October 10, 2016

Then felt I like some watcher of the skies

When a new planet swims into his ken

— John Keats, “On First Looking Into Chapman’s Homer”

1. In June I wrote about why anomaly management is hard. Well, not only is it hard to do; it’s hard to talk about as well. One reason, I think, is that it’s hard to define what an anomaly is. And that’s a structural problem, not just a semantic one — if something is well enough understood to be easily described, then how much of an anomaly is it after all?

Artificial intelligence is famously hard to define for similar reasons.

“Anomaly management” and similar terms are not yet in the software marketing mainstream, and may never be. But naming aside, the actual subject matter is important.

2. Anomaly analysis is clearly at the heart of several sectors, including:

IT operations

Factory and other physical-plant operations

Security

Anti-fraud

Anti-terrorism

Each of those areas features one or both of the frameworks:

Surprises are likely to be bad.

Coincidences are likely to be suspicious.

So if you want to identify, understand, avert and/or remediate bad stuff, data anomalies are the first place to look.

3. The “insights” promised by many analytics vendors — especially those who sell to marketing departments — are also often heralded by anomalies. Already in the 1970s, Walmart observed that red clothing sold particularly well in Omaha, while orange flew off the shelves in Syracuse. And so, in large college towns, they stocked their stores to the gills with clothing in the colors of the local football team. They also noticed that fancy dresses for little girls sold especially well in Hispanic communities … specifically for girls at the age of First Communion.

4. The examples in the previous point may be characterized as noteworthy correlations that surely are reflecting actual causality. (The beer/diapers story would be another example, if only it were true.) Formally, the same is probably true of most actionable anomalies. So “anomalies” are fairly similar to — or at least overlap heavily with — “statistically surprising observations”.

And I do mean “statistically”. As per my Keats quote above, we have a classical model of sudden-shock discovery — an astronomer finding a new planet, a radar operator seeing a blip on a screen, etc. But Keats’ poem is 200 years old this month. In this century, there’s a lot more number-crunching involved.

Please note: It is certainly not the case that anomalies are necessarily found via statistical techniques. But however they’re actually found, they would at least in theory score as positives via various statistical tests.

5. There are quite a few steps to the anomaly-surfacing process, including but not limited to:

Collecting the raw data in a timely manner.

Identifying candidate signals (and differentiating them from noise).

Communicating surprising signals to the most eager consumers (and letting them do their own analysis).

Giving more tightly-curated information to a broader audience.

Hence many different kinds of vendor can have roles to play.

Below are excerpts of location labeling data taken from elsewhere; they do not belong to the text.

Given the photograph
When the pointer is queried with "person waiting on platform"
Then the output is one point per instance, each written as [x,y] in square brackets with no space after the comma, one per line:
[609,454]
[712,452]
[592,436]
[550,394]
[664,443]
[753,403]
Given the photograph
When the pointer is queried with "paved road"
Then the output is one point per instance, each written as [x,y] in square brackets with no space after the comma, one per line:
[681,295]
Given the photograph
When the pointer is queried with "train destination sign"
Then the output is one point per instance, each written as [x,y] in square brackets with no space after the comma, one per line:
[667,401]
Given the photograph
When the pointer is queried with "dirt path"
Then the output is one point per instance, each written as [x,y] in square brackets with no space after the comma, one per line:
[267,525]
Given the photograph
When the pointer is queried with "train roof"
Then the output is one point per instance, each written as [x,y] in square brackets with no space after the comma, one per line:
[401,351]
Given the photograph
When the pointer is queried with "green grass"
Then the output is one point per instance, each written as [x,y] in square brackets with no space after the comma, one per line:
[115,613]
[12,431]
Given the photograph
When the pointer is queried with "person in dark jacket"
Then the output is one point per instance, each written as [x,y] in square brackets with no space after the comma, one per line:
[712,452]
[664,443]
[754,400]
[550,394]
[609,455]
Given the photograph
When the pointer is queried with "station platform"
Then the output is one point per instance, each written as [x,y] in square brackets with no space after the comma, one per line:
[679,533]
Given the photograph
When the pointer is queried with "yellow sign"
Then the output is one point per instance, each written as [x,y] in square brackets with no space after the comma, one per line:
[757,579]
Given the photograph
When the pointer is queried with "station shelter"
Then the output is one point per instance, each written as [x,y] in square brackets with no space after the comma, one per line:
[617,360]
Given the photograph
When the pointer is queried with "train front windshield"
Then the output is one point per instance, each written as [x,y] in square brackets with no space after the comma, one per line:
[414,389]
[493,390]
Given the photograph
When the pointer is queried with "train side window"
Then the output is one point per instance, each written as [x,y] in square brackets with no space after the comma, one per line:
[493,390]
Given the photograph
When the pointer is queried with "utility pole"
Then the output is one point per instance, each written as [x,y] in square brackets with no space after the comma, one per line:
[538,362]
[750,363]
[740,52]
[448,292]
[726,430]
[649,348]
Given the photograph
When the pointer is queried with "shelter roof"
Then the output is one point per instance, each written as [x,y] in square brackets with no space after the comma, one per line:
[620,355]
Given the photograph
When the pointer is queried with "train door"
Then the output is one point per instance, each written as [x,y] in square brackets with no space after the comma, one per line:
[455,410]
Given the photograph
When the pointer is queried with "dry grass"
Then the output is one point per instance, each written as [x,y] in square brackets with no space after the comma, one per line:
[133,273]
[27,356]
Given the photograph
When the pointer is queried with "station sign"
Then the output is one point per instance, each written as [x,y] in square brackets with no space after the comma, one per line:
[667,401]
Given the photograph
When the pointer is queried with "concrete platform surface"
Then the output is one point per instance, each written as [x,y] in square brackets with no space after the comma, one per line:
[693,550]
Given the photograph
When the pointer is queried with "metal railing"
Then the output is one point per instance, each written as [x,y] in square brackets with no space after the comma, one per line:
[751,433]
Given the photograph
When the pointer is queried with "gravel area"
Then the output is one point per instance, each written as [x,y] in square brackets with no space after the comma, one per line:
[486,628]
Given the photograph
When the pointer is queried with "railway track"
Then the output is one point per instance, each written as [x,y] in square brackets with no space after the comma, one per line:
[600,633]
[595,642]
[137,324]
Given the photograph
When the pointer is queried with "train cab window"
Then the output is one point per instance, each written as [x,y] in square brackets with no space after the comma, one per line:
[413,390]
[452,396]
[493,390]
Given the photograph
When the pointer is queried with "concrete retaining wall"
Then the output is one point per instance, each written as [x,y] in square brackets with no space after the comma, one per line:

6. One vendor that has influenced my thinking about data anomalies is Nestlogic, an early-stage start-up with which I’m heavily involved. Here “heavily involved” includes:

I own more stock in Nestlogic than I have in any other company of which I wasn’t the principal founder.

I’m in close contact with founder/CEO David Gruzman.

I’ve personally written much of Nestlogic’s website content.

Nestlogic’s claims include:

For machine-generated data, anomalies are likely to be found in data segments, not individual records. (Here a “segment” might be all the data coming from a particular set of sources in a particular period of time.)

not individual records. (Here a “segment” might be all the data coming from a particular set of sources in a particular period of time.) The more general your approach to anomaly detection, the better, for at least three reasons: In adversarial use cases, the hacker/fraudster/terrorist/whatever might deliberately deviate from previous patterns, so as to evade detection by previously-established filters. When there are multiple things to discover, one anomaly can mask another, until it is detected and adjusted for. (This point isn’t specific to anomaly management) More general tools can mean that an enterprise has fewer different new tools to adopt.

Anomalies boil down to surprising data profiles, so anomaly detection bears a slight resemblance to the data profiling approaches used in data quality, data integration and query optimization.

Different anomaly management users need very different kinds of UI. Less technical ones may want clear, simple alerts, with a minimum of false positives. Others may use anomaly management as a jumping-off point for investigative analytics and/or human real-time operational control.

I find these claims persuasive enough to help Nestlogic with its marketing and fund-raising, and to cite them in my post here. Still, please understand that they are Nestlogic’s and David’s assertions, not my own.